Pussy Riot go to Church at Glastonbury

Pussy Riot by Igor Mukhin
I’m not a big fan of attending music festivals.  I camped overnight at one only once, during the early 2000s. 

My ancient, flimsy tent fell down during a thunderstorm in the small hours and I shivered through an uncomfortable night in a soaking wet sleeping bag, before wandering about Punchestown Racecourse aimlessly until it was time for breakfast.  My friend and tent-mate decided instead to gather up his belongings and sleep in the car, which was parked in an enormous field where he was promptly mugged and relieved of his wallet.

Good times.


‘Punk feminists’ Nadya Tolokonnikova and Maria Alyokhina have carved out something of a career courting politically minded, bohemain westerners.  Church, meanwhile, has embarked on her own attempts to become recognised as a left-wing ‘activist’.

The Independent has an account of the three women’s discussion at Glastonbury (above), which seems to have been as incisive as you’d expect.  “Can I join the revolution too”, it encouraged the Welsh singer to ask, “I want to be in Pussy Riot”.
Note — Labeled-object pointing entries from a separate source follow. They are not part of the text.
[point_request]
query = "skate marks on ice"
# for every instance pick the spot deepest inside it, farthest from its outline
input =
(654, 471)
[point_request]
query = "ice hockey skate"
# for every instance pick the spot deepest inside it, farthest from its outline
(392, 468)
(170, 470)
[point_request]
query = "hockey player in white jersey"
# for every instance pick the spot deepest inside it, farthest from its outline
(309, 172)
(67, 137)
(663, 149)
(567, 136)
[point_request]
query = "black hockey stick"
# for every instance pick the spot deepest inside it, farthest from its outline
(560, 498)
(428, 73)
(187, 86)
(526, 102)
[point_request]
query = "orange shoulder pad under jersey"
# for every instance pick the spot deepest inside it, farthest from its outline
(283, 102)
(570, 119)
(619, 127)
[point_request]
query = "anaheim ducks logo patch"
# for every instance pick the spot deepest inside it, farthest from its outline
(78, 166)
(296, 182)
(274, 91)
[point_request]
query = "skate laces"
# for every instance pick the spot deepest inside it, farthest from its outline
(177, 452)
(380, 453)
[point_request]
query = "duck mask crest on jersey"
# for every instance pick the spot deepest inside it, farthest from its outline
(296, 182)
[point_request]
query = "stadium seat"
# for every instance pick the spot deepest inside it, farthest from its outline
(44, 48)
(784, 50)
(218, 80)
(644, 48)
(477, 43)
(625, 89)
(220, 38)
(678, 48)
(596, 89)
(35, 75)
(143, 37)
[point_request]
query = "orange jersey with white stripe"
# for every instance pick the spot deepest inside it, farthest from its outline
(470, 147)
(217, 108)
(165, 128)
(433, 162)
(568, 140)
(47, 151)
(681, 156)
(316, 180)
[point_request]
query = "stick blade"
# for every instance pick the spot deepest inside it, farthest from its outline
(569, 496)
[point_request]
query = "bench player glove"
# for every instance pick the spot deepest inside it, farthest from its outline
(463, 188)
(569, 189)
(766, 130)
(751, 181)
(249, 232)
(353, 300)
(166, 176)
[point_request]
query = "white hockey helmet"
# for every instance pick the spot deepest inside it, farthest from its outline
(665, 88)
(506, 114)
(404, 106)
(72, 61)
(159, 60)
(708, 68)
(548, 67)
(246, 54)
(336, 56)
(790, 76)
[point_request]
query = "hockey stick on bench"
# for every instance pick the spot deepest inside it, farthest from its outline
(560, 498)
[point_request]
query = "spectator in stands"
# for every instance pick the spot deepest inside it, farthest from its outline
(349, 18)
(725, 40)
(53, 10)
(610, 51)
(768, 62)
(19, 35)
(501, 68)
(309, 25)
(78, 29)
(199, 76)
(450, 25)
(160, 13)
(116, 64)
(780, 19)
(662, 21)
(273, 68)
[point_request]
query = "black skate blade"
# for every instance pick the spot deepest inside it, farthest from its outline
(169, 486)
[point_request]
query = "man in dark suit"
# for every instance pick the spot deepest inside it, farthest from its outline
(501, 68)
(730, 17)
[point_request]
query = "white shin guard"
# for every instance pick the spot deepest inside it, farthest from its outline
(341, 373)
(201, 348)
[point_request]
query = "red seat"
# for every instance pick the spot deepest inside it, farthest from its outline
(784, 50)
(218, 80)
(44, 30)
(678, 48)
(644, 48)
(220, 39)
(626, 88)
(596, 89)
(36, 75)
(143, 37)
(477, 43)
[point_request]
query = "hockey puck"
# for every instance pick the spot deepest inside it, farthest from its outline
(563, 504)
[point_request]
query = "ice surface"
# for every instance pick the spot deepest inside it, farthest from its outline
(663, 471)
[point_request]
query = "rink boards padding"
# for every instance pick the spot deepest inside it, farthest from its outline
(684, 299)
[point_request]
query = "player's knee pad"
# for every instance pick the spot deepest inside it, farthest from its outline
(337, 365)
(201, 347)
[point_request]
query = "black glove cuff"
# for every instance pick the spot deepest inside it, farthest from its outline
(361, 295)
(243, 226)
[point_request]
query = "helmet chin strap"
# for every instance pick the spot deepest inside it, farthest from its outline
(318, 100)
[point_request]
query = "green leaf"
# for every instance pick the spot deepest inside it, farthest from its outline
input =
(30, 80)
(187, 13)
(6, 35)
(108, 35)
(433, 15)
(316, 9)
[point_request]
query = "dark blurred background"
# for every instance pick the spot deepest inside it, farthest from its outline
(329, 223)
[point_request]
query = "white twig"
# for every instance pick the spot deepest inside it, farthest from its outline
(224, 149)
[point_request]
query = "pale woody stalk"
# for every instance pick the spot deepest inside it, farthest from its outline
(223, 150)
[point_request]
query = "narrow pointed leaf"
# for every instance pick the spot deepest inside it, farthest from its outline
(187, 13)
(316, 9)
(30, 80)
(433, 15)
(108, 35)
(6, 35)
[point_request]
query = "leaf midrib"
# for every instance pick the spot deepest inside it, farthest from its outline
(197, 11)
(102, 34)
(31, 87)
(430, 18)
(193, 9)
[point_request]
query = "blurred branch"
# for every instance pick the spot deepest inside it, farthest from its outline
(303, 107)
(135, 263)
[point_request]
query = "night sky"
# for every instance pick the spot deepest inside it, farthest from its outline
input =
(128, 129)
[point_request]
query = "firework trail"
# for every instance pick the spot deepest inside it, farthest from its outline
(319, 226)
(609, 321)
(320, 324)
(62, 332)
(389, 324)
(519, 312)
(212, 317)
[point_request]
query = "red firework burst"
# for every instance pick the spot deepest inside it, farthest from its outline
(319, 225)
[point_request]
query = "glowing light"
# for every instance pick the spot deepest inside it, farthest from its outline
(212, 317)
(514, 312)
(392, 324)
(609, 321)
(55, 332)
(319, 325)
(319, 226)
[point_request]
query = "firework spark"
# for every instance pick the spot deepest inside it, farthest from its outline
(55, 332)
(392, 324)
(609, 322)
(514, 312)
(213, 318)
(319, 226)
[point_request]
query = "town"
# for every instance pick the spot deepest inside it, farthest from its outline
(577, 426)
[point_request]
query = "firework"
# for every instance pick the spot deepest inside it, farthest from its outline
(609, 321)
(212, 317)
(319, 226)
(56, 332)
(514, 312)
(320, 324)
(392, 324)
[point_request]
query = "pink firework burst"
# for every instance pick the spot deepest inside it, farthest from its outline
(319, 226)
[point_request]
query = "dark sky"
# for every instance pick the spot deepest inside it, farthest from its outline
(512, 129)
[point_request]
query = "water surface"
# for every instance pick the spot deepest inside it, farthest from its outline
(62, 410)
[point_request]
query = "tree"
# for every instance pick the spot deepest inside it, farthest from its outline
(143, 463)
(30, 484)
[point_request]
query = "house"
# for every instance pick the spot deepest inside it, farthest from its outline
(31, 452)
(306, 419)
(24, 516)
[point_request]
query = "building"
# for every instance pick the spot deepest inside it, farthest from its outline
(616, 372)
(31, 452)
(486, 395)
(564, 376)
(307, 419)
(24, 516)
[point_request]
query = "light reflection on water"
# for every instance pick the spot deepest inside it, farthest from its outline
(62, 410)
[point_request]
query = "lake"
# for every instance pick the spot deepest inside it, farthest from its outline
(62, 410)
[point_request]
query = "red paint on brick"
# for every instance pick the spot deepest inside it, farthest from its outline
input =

Ironically, its two most famous members have actually been expelled from the punk band which doesn’t record music or stage concerts.  Pussy Riot’s performances were stunts masterminded by the ‘performance art’ collective, ‘Voina’, which traded on shock value and obscenity.  The idea of a politically motivated, female group of punk musicians has proved more easily digestible in the media outside Russia.     

Tolokonnikova and Alyokhina have become anti-Putin celebrities after serving gaol terms for recording an expletive-ridden video in the Cathedral of Christ the Saviour, Moscow.  Fame enough to secure an appearance at Glastonbury and the admiration of Charlotte Church.